COPENHAGEN, Nov 9 (Reuters) - Swedish utility Vattenfall has won a tender to build Denmark’s biggest offshore wind farm, but still faces the potential cancellation of a separate wind project in the country, the Danish energy ministry said on Wednesday.
Vattenfall won the 600 megawatt Kriegers Flak wind farm tender with a bid of 49.9 euros per megawatt hour, following its victory in September for a 350 megawatt near-shore wind farm off the western coast of Denmark.
Denmark’s minority government, however, said in September it intended to cancel the near-shore project because the cost of renewable energy subsidies have soared due to low power market prices.
Offshore wind power is among the most expensive kind of energy and needs government subsidies, although recent bids from industry leaders suggest it may soon be able to compete with other sources of energy.
Vattenfall’s bid for Kriegers Flak was almost 60 percent below a limit agreed by a coalition of political parties in 2012.

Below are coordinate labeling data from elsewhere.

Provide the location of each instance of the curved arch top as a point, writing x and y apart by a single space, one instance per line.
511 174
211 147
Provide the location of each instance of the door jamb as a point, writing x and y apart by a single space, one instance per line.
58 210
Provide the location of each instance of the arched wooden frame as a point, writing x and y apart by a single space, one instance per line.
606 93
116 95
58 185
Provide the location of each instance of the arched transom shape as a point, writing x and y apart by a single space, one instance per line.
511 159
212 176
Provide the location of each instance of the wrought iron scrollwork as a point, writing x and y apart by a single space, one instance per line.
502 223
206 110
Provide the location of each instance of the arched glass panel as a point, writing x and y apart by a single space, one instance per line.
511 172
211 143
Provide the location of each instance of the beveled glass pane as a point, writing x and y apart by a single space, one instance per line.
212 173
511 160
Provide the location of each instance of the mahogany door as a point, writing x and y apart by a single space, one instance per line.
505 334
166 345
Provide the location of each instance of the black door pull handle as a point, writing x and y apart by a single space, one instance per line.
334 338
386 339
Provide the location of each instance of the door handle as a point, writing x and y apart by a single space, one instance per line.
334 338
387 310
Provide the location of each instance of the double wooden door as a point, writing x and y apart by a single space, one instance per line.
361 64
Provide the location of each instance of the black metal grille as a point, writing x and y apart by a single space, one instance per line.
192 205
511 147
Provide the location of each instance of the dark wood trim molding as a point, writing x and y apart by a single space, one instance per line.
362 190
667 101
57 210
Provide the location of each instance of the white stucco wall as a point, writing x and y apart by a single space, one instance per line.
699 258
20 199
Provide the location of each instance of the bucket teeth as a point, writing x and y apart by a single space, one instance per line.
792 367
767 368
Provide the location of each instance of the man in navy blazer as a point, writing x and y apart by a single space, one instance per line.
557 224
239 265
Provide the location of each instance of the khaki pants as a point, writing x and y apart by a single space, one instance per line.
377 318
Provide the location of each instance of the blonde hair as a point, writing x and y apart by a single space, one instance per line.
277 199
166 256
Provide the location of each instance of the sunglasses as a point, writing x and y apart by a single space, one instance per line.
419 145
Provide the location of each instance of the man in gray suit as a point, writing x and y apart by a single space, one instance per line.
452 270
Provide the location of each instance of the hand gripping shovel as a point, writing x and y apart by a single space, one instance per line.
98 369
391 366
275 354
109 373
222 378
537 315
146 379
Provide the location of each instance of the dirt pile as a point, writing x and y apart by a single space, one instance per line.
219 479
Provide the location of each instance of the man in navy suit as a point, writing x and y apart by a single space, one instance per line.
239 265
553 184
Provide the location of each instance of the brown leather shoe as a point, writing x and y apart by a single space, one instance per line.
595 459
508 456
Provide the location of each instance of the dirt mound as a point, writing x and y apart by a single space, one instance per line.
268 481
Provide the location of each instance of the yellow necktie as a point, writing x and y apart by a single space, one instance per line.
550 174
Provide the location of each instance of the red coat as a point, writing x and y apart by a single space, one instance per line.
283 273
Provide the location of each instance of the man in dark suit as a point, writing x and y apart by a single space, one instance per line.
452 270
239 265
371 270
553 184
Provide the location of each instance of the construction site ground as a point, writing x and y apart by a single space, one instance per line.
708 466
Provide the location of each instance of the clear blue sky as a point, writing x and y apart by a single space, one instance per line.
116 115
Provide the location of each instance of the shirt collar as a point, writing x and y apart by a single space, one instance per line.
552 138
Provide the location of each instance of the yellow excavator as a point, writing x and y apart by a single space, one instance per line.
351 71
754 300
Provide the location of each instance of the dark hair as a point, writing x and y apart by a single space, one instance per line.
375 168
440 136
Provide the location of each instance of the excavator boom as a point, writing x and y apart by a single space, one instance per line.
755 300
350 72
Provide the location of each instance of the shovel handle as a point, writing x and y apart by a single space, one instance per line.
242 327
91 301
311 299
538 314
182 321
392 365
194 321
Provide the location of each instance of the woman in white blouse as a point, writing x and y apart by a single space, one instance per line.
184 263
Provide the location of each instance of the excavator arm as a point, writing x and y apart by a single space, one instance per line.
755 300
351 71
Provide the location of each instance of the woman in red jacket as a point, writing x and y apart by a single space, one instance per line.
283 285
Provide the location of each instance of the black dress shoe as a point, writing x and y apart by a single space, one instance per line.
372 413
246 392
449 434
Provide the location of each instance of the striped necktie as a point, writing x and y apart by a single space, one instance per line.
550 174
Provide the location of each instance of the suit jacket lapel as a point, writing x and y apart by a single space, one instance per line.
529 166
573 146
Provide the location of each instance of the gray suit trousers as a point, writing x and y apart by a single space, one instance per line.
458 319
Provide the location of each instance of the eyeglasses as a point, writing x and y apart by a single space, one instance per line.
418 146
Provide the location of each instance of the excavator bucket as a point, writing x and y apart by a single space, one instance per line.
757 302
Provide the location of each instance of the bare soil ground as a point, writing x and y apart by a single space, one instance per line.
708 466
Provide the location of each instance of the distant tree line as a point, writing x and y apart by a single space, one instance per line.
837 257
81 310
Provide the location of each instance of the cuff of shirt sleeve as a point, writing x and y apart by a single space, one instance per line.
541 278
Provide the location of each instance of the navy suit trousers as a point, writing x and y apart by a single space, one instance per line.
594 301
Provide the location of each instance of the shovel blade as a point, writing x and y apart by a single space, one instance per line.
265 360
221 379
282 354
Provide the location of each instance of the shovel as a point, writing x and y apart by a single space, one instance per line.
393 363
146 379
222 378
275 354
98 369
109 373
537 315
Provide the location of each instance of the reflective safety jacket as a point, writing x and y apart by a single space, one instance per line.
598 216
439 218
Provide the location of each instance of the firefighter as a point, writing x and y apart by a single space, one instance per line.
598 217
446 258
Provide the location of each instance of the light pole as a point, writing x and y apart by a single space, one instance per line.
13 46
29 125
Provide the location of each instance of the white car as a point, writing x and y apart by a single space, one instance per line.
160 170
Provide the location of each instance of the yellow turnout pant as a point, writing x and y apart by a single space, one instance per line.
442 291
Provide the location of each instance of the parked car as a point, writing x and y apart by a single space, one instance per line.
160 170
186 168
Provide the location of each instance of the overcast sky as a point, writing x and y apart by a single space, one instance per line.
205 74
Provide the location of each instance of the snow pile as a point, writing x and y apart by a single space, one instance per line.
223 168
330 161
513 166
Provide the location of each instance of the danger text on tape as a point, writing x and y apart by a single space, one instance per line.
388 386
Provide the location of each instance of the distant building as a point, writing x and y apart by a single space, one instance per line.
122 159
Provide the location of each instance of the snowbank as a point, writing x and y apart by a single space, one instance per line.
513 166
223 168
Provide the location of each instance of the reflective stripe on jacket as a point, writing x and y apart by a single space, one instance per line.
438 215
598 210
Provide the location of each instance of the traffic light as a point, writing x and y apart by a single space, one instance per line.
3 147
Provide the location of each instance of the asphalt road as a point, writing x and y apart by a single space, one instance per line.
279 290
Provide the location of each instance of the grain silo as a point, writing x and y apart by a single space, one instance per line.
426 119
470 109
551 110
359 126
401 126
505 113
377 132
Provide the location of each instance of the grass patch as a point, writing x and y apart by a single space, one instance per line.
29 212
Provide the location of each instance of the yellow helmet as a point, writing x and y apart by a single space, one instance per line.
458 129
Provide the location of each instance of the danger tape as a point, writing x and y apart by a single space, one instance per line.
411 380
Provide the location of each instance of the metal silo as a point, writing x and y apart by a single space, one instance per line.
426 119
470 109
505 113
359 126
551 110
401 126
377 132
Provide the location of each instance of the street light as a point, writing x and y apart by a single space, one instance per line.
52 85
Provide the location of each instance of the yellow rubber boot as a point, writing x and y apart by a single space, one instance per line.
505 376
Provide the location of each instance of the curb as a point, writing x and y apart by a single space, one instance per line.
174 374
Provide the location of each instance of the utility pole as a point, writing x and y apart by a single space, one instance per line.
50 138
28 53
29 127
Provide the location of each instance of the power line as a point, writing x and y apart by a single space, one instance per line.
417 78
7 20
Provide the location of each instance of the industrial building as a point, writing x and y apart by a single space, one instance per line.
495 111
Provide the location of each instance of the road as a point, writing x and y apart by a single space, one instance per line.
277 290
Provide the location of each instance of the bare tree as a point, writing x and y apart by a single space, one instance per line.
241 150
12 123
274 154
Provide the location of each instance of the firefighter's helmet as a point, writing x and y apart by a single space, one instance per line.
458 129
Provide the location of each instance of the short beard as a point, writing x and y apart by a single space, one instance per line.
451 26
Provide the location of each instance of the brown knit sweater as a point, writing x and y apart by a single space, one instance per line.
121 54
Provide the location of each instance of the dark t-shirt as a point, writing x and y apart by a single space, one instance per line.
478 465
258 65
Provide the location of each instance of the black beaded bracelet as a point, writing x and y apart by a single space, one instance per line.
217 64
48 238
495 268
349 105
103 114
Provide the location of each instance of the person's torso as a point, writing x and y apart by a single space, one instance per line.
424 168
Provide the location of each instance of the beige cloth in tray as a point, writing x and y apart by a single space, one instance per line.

“And our winning bid for the near-shore was also considerably below the price limit,” country manager, Ole Nielsen, said in a statement.
“This means, that Denmark can realize two wind farm projects ... for the price of one,” he said, adding he remained confident the Danish parliament would back both projects.
Energy Minister Lars Lilleholt said the Kriegers Flak project had a number of advantages, but was adamant about cancelling the near-shore project, even though a majority in parliament is in favour of it.
“State aid for Kriegers Flak is far less than expected in the Energy Agreement, in sharp contrast to near-shore wind turbines,” he said.
Lilleholt told Reuters an agreement on a new government subsidy scheme, and a decision on the near-shore project, could be reached in negotiations during the weekend.
Vattenfall expects to invest around 1.3 billion euros in the Kriegers Flak project, which had DONG Energy, E.ON and Statoil as prequalified bidders.